Esther Greenwood, a clever young woman who sails through school, wins scholarships and writes brilliantly, secures an internship with a prominent New York women’s magazine. Initially, she muddles through, despite being socially out of her depth and unimpressed by the glamorous lifestyle of the magazine and its editor, Jay Cee. This first half of the story amuses and entertains, rather like The Catcher In The Rye, but better, with a likeable female story teller.
The imagery is rich and abundant.
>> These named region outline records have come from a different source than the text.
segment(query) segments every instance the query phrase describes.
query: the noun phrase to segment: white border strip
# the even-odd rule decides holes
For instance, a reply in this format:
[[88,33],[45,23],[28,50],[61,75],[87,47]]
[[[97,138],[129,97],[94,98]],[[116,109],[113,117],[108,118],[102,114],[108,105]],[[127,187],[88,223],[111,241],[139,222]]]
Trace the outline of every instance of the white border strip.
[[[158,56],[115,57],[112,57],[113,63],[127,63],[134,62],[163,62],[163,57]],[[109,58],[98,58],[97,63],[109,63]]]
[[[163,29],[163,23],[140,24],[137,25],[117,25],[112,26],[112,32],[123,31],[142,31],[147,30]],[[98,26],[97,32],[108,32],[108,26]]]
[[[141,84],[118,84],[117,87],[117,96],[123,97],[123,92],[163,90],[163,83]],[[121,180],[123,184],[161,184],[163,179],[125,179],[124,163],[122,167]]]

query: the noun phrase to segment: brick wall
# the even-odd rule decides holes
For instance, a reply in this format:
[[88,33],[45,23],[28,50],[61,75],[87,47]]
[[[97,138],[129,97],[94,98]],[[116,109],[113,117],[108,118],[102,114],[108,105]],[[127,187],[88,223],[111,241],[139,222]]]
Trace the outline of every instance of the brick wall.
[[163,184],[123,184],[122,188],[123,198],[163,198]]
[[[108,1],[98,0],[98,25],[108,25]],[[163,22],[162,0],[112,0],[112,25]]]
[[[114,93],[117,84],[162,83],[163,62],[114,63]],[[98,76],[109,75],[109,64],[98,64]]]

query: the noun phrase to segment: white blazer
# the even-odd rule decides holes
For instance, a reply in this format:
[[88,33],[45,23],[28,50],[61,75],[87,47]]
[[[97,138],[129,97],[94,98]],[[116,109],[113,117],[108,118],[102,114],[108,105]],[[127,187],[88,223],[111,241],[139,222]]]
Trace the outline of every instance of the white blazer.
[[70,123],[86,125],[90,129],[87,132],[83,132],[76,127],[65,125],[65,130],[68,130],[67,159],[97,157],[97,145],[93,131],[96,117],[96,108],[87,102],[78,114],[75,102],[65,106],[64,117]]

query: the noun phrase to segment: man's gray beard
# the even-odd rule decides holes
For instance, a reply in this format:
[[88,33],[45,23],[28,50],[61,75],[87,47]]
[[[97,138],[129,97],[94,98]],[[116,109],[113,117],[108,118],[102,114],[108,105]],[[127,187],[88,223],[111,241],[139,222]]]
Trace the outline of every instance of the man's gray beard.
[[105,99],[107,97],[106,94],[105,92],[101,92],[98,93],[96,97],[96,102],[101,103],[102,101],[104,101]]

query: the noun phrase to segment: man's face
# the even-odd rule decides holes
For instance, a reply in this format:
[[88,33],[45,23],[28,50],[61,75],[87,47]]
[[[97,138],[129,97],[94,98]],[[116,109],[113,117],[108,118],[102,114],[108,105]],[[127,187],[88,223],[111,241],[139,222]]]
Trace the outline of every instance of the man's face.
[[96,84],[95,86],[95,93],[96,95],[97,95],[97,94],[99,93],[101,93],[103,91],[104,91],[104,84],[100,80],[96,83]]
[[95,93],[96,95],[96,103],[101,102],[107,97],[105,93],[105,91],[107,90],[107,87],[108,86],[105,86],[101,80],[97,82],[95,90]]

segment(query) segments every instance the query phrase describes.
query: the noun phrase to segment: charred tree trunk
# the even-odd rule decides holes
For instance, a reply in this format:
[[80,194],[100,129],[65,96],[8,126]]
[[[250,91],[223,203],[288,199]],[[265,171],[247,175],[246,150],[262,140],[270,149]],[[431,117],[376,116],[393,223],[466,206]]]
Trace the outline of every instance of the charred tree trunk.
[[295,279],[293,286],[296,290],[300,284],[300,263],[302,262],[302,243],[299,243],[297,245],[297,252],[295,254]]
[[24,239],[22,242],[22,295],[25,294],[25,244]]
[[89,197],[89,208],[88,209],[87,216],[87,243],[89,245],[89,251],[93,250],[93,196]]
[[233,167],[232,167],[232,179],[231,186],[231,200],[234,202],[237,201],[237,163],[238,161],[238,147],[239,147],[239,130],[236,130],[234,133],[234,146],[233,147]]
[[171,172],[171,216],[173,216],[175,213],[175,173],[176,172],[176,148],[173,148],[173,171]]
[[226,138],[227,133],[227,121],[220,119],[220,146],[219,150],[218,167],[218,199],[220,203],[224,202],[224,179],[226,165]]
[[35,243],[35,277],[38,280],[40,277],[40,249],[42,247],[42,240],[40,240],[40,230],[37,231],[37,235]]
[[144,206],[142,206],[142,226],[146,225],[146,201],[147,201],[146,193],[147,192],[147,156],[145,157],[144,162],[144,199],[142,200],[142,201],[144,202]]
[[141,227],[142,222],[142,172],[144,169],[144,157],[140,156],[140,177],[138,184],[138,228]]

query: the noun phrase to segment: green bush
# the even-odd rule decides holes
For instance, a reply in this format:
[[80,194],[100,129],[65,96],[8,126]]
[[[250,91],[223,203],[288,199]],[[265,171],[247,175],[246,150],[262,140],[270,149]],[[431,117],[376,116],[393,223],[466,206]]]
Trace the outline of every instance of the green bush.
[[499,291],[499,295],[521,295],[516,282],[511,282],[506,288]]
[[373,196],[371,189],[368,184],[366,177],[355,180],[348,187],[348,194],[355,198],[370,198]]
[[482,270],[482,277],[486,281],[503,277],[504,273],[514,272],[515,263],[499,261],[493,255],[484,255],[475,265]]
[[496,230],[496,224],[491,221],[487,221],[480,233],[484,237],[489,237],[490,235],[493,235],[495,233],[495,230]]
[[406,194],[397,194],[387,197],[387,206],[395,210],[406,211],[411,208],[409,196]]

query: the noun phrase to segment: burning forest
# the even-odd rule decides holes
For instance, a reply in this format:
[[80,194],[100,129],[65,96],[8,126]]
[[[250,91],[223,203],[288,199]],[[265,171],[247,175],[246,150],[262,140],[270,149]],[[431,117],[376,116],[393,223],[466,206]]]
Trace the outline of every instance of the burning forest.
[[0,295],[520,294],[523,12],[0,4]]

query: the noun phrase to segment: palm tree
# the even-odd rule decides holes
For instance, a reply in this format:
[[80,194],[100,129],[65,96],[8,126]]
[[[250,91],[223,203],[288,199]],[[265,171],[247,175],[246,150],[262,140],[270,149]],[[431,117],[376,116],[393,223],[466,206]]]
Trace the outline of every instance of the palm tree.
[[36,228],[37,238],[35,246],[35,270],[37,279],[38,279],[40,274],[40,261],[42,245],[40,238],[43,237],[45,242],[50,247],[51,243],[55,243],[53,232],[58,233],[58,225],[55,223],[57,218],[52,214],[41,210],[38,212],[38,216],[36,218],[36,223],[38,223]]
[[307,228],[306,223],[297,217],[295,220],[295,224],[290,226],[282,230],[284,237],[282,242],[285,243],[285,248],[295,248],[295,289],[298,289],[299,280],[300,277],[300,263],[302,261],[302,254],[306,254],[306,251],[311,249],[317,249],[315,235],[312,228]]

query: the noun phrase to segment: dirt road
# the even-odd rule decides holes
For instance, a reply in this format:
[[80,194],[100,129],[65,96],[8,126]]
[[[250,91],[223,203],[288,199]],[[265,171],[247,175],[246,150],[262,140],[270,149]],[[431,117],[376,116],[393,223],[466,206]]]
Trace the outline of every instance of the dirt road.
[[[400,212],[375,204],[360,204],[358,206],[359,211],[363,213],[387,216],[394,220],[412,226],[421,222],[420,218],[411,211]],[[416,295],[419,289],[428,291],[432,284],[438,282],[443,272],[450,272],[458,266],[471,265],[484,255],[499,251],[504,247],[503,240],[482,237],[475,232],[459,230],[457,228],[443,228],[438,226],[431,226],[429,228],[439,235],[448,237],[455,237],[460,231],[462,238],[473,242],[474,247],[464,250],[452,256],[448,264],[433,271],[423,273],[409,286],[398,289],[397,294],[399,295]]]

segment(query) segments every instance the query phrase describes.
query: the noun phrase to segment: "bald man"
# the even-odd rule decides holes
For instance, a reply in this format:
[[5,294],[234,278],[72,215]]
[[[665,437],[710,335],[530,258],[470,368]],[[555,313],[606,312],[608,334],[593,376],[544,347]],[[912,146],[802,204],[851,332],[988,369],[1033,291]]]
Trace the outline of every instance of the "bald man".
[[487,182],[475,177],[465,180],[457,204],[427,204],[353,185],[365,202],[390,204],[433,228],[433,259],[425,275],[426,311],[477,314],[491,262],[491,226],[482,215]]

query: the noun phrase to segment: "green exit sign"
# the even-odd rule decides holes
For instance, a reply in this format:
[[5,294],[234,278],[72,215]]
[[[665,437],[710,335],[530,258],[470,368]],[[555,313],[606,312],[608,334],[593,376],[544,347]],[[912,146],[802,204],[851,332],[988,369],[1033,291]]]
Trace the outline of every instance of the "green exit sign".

She sees her life spread out before her like the branches of a fig tree, with wonderful futures like fat purple figs beckoning and winking at the tip of every branch, but:
“I wanted each and every one of them, but choosing one meant losing all the rest, and, as I sat there, unable to decide, the figs began to wrinkle and go black, and, one by one, they plopped to the ground at my feet.” (Chapter 7)The signs that all is not well are there from the start in the way she dwells upon things, such as her ex-boyfriend, virginity, the subservience of women, death, medical specimens of dead foetuses in bell jars and the execution of the Rosenbergs – the American couple convicted of spying for the Russians.
“I’m stupid about executions. The idea of being electrocuted makes me sick … I couldn’t help wondering what it would be like, being burned alive along your nerves” (Chapter 1)It is a portent of what is to happen to Esther. She descends into mental illness and is treated by a psychiatrist who administers electroconvulsive shock therapy (ECT) in a brutal way, after which she refuses further treatment. As her mental state worsens, she contemplates various means of suicide. This is a difficult and disturbing part of the book to read.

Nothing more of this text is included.